St John’s Vicarage, where Jessie worked. (Reproduced by permission of Sheffield Archives)

I visited her to interview her about her reading because I was writing about popular fiction in the 1930s. On every shelf in her tiny flat were pictures of her grandchildren, most of them in their graduation gowns. Yet Jessie herself never had any formal education.

Charles Dickens and Little Nell (Philadelphia, USA. By Smallbones. Reproduced under Creative Commons licence)

Jessie was born in 1906 and in 1920 became a wage-earner. The story of how she came to love Dickens in the 1920s reveals how much the status of Dickens has changed from the interwar period to the present day: from ‘childlike’ popular entertainer to classic author. The Cambridge academic Q D Leavis asserted in 1932, in Fiction and the Reading Public (p 157), that Dickens’

originality is confined to recapturing a child’s outlook on the grown-up world, emotionally he is not only uneducated but also immature.

Mercifully Jessie never encountered this diatribe against her favourite author and the class of people who were seduced by him. But by chance it was a comparably low opinion of Dickens and his association with uneducated readers that enabled her to gain access to his complete works.

I used to read the Times when I was 14 because my first job was in a vicarage as a cleaner. Now the Canon Greenwood he was a Londoner. At 14 I went to the vicarage and it was an old house and it was dreadful, scrubbing . . . I stayed there till I was 19 but he used to take the Sunday papers and of course I had a field day with them because we used to have an hour for lunch and the housekeeper she used to go to sleep and of course she seemed to resent me reading the newspapers. I don’t know why.  . . . He had some fantastic books – he had all Dickens’ books and she had all these in the kitchen in her bookcase.

Jessie’s employer, Canon Henry Francis Greenwood, Vicar of St John’s Park Sheffield

She said to me one day. ‘Now I think you will get more education, child,’ (she never called me my name, always ‘child’) ‘with Dickens’ books’ which when I did start I was a real Dickens fan, and I am now you see. Anything on there of Dickens or Shakespeare I am there, but it was through her – even her resentment gave me a gift. And I love Dickens’ characters – she let me take them home.

Charles Dickens (public domain)

She used to let me take the paper home if it was two or three days old but she used to resent that. Some of these people they resent poor people like we were, very poor, because my dad died when he was 47 and I was 14 and my mum was left to bring up three girls and she used to go out washing and cleaning. 

[The housekeeper] was so possessive with everything he the Vicar had – she was a proper giant to me.  She resented me probably it was because I wanted to know things and I knew things but she lent me the Dickens because she resented me reading the papers, the London papers.

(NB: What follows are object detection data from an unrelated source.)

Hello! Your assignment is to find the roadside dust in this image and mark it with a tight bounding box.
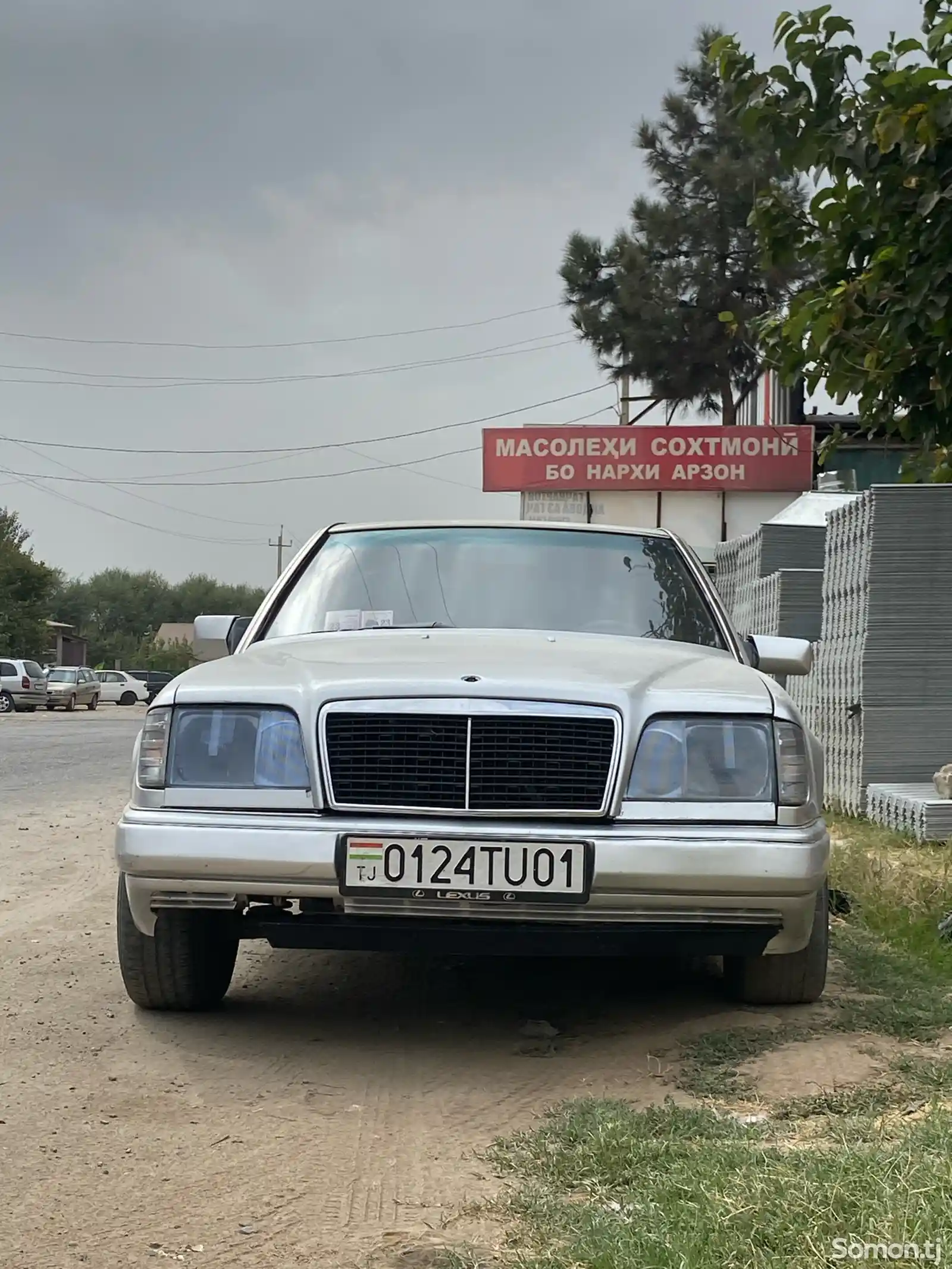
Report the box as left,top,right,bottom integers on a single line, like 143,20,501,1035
737,1034,909,1101
0,741,863,1269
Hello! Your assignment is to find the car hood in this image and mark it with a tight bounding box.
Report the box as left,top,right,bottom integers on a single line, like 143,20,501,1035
166,629,773,721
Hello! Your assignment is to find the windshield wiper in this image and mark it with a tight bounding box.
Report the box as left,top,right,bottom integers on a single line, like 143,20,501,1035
363,622,456,631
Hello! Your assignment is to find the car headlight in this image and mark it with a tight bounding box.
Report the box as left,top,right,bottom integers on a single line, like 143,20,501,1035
634,716,810,806
139,706,311,789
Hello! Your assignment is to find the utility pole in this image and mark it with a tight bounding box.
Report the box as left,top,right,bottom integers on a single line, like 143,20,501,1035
268,524,291,576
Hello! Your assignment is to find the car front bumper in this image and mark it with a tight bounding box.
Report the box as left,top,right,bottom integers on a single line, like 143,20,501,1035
115,807,829,954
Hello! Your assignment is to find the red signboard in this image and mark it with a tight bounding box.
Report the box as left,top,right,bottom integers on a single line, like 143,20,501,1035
483,424,813,493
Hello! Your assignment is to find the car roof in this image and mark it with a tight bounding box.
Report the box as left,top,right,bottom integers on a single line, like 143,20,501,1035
327,521,674,538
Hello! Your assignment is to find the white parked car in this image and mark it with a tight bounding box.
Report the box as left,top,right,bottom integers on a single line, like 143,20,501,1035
109,523,829,1009
93,670,149,706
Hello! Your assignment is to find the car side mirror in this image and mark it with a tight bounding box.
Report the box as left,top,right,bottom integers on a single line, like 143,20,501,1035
194,614,251,661
746,635,813,674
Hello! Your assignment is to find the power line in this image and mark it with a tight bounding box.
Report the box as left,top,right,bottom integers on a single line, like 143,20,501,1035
0,328,574,387
0,383,613,466
0,335,575,392
0,446,481,488
0,302,562,350
10,440,278,533
345,446,483,494
0,467,263,547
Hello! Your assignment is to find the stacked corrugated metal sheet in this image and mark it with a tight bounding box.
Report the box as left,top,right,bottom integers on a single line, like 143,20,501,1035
866,784,952,841
791,485,952,813
715,493,857,638
731,569,822,642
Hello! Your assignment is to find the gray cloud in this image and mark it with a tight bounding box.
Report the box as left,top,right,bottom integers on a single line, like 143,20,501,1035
0,0,919,580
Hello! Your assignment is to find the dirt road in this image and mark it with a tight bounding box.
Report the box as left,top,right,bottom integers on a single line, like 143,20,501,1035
0,710,838,1269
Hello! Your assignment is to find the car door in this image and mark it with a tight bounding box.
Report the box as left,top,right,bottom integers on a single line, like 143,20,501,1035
0,661,20,713
96,670,122,704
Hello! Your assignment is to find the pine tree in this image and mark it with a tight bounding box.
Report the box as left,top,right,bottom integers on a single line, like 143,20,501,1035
561,28,803,424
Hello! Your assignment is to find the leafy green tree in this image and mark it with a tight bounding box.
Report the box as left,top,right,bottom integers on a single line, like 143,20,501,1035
712,0,952,481
0,507,57,660
54,569,264,670
561,28,805,424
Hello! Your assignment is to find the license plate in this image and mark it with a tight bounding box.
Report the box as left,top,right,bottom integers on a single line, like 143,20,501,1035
340,836,590,904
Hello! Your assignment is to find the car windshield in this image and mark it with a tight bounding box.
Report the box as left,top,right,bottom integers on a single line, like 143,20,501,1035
264,527,725,648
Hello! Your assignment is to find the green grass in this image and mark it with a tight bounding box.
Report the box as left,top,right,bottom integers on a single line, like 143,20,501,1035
830,817,952,981
477,819,952,1269
491,1101,952,1269
678,1027,807,1100
678,817,952,1099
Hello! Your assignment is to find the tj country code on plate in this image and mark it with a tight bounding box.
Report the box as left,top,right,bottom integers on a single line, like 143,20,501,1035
342,838,589,904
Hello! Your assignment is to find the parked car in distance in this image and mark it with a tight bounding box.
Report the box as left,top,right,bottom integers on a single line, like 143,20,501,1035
128,670,175,706
0,656,47,713
46,665,103,713
115,522,829,1009
93,670,150,706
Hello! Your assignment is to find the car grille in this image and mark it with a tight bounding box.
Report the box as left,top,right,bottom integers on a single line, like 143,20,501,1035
324,710,617,814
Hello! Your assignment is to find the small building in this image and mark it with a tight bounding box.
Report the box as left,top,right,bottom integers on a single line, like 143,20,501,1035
155,622,196,647
45,622,89,665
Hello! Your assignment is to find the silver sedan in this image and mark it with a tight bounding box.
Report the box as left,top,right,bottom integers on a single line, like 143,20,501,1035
46,665,103,713
109,523,829,1009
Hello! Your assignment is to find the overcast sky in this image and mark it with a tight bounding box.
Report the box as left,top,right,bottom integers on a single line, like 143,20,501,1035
0,0,920,582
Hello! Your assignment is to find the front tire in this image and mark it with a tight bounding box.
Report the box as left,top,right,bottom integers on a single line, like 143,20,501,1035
115,875,239,1011
724,885,830,1005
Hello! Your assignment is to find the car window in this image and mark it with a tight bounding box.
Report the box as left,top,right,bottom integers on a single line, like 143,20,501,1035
264,525,725,648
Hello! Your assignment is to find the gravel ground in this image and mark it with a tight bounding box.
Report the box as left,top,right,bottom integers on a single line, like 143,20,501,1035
0,708,820,1269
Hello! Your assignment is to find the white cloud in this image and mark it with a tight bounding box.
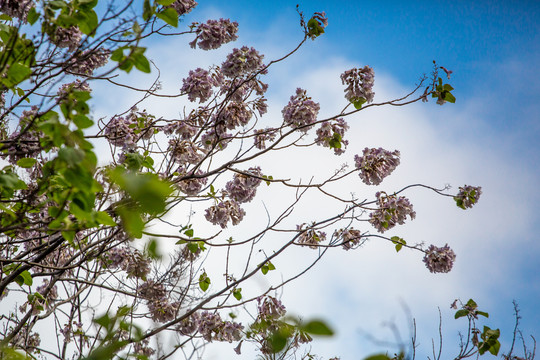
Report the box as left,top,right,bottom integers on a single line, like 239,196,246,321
86,9,540,359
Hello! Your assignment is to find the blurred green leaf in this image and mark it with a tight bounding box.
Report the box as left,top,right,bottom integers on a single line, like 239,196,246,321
132,52,152,73
17,158,37,168
233,288,242,301
199,272,210,291
156,0,176,6
156,8,178,27
301,320,334,336
364,354,392,360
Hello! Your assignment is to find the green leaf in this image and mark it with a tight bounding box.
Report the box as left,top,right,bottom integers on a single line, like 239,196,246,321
62,230,75,244
454,309,469,319
132,20,141,34
26,6,39,25
302,320,334,336
132,52,152,74
156,8,178,27
58,147,85,167
307,18,324,39
116,206,144,239
7,63,32,86
351,98,366,110
143,0,155,21
187,241,199,254
156,0,176,6
94,211,118,226
47,0,68,10
261,261,276,275
146,239,161,259
15,270,33,286
443,92,456,104
75,10,99,35
476,311,489,318
17,158,37,169
73,115,94,129
116,305,131,317
233,288,242,301
0,347,32,360
199,272,210,291
364,354,392,360
390,236,407,252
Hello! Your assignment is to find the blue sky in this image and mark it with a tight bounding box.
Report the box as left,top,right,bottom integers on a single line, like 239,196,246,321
89,0,540,360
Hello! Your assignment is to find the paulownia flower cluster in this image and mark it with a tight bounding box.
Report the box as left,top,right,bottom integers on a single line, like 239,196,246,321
0,0,481,359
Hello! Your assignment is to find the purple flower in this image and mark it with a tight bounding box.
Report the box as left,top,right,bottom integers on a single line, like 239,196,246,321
296,224,326,249
57,79,92,102
424,244,456,273
336,229,362,250
204,200,246,229
137,280,167,301
315,118,349,155
169,0,197,16
341,66,375,105
147,298,180,322
124,250,150,280
0,0,34,22
454,185,482,210
201,126,233,150
198,311,223,342
214,102,252,133
51,26,82,51
163,119,198,140
257,296,287,321
180,68,221,102
67,48,111,75
220,77,268,102
102,247,131,269
216,321,244,343
253,128,277,150
368,192,416,233
169,139,202,165
104,114,138,149
281,88,321,132
189,19,238,50
225,166,262,203
176,167,208,196
176,312,201,335
221,46,264,78
354,148,400,185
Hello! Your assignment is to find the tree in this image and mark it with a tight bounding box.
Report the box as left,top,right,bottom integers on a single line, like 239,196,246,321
0,0,534,359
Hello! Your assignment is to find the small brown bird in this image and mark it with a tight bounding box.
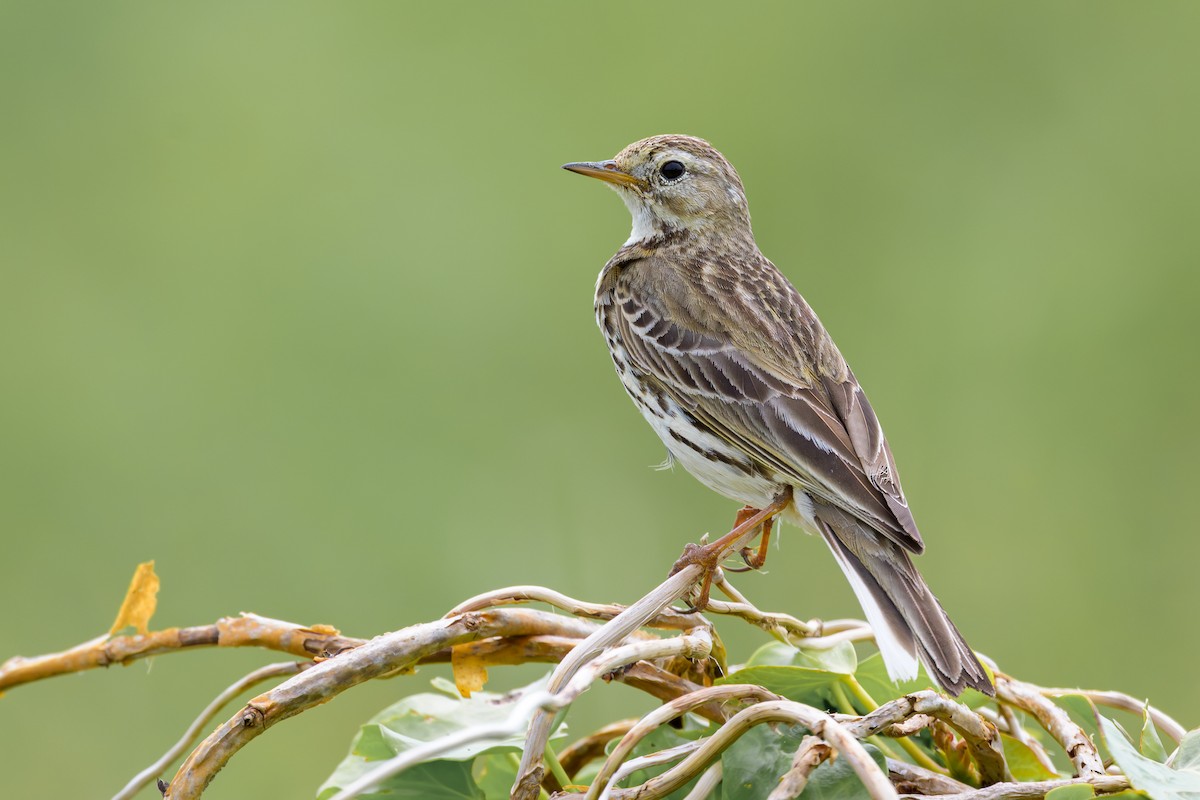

In his book, Welcome to Sheffield: A Migration History, David Price makes the point that churches and chapels broadened the horizons of many who came into contact with them because their leaders had been educated outside Sheffield.[i] Her job at Canon Greenwood’s vicarage introduced Jessie to the London papers and the novels of Charles Dickens. Despite the drudgery she endured, the vicarage in which she spent the first five years of her working life made her aware of a world elsewhere.

St John’s Park Sheffield today

[i] David Price, Welcome to Sheffield: A Migration History (2018), p 4.